The lush groves of prickly pear leave nothing so dramatic. Their corpses are nothing more than collapsed balloons, dessicated amoebae awaiting the return of the inland oceans.
Wickerman waves good-bye.

The Hilton Bosque

It’s lovely being here in Tucson.

So lovely, that I become lax on everything. I haven’t been posting to the blog (as you’ve undoubtedly noticed). I only answer some emails (a BIG stretch for me, compulsive email-checker that I am). I haven’t even been reading much.

I’ve been watching quail. Gambel’s quail, for those not in the know. At my folks’ place in Tucson, the quail come streaming along — they’ve got this amazing run where their legs move in a blur, but their bodies and heads remain still, so they move like ballerinas across the stage — spilling over the low wall into the patio. They drop like so many pieces of ripe fruit, cherry head-feathers bobbing. Lemon-drop finches cluster on the thistle-sock. A flicker sings a piercing whistle and hits the heavy seed feeder. The air is redolent with orange blossoms, which are in turn heavy with the hive-buzz of bees. They look identical to us, characteristic of commercial bees, and my stepfather threatens to have them followed, to exact his share of their product.

We visited Catalina State Park, and dutifully read the signs on the birding trail. Three habitats: riparian, desert scrub and mesquite bosque. The last is pronounced BOS-kay, from the Spanish for forest. We learned that our neighborhood flicker is an gila woodpecker (I linked it, just so you can see how pretty he is). The mesquite bosque surprised us with long, lush grass beneath the denuded shrubs. The sun heated my skin, welcome fire after the cold of winter.

This morning, we walked through the neighborhood. Past the patio homes surrounding Hilton’s El Conquistador resort. Here, off the roads, off the paved golf-cart paths and in my folks’ golf course-boardering patio home, we see all the birds and more. Vermillion flycatchers. A cactus wren or three. A roadrunner poised on a hillside fencepost. Bunnies and javelinas. David dubs it the fourth habitat: the Hilton bosque.

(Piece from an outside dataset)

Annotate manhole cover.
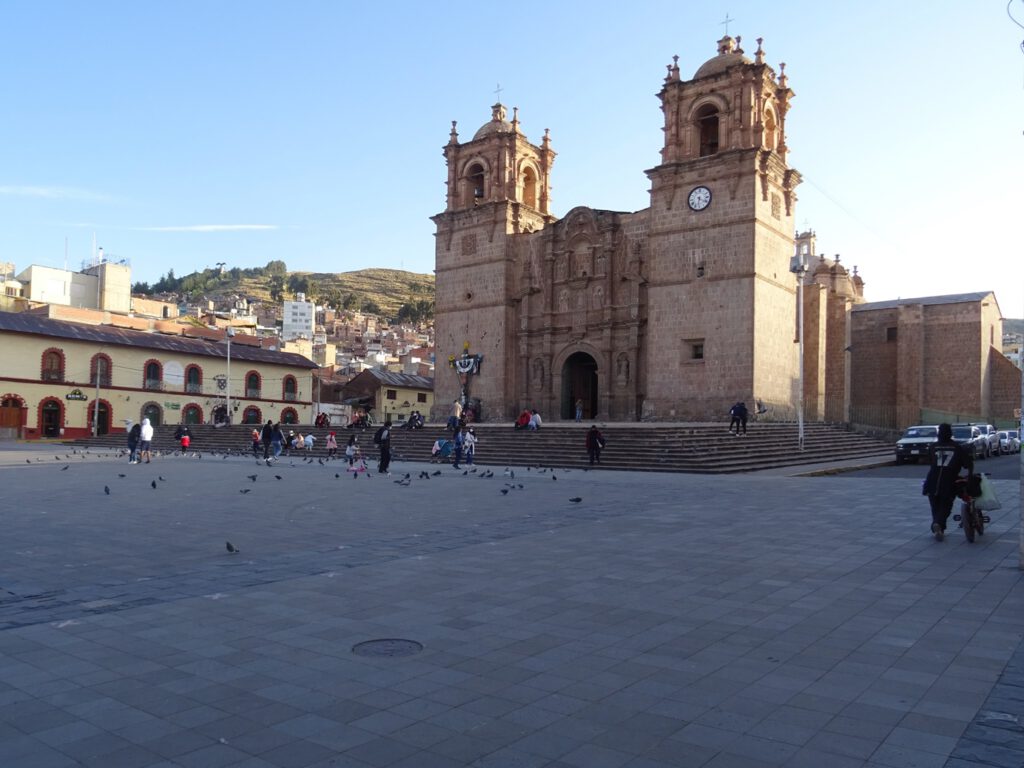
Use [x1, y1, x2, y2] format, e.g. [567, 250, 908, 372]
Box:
[351, 639, 423, 658]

Thoureau said travel was unnecessary; that everything could be witnessed in one’s own backyard.

So, I lie in the lounge chair on the patio. Watching the world come to me.

Everyone Is Named Nancy

My mom lives in Tucson half the year now. Snowbirds. As cliche as retirees from New York and New Jersey heading to Florida, she’s one of those Colorado dwellers who heads to Arizona for the winter. And part of the fall. And pretty much all of the spring. In fact, it’s really a 65/35 proposition at this point. They’re reliably informed by their Tucson neighbors that they’ll gradually be spending so much more time in the desert home that they’ll go full-time and sell the mountain one.

This is the third winter she and her new husband have spent down there. “New” being a relative term, since they married two years ago this May. They’ve had to consciously build friendships in Tucson, since their lifelong social circles were in Denver. So they invite neighbors for dinner, sign up for charities and various events — sifting through the people they meet looking for compatible couples and potential friends.

Through a strange coincidence, several of the gals in the couples they like most are named Nancy. There’s Jack & Nancy, Bill & Nancy, Jim & Nancy, John & Nancy. It’s so pervasive that, if they can’t remember the name of the distaff side of one of couples — which can happen, lots of new people, on top of the lifetime of names already filed away in their “friends” memory banks — they simply refer to her as “Nancy.” And they’re usually right.

They’ve never mentioned if there’s a standard man’s name they use. But it makes me wonder if, someday, when David and I are living in some senescent community, will we call all the women Jennifer?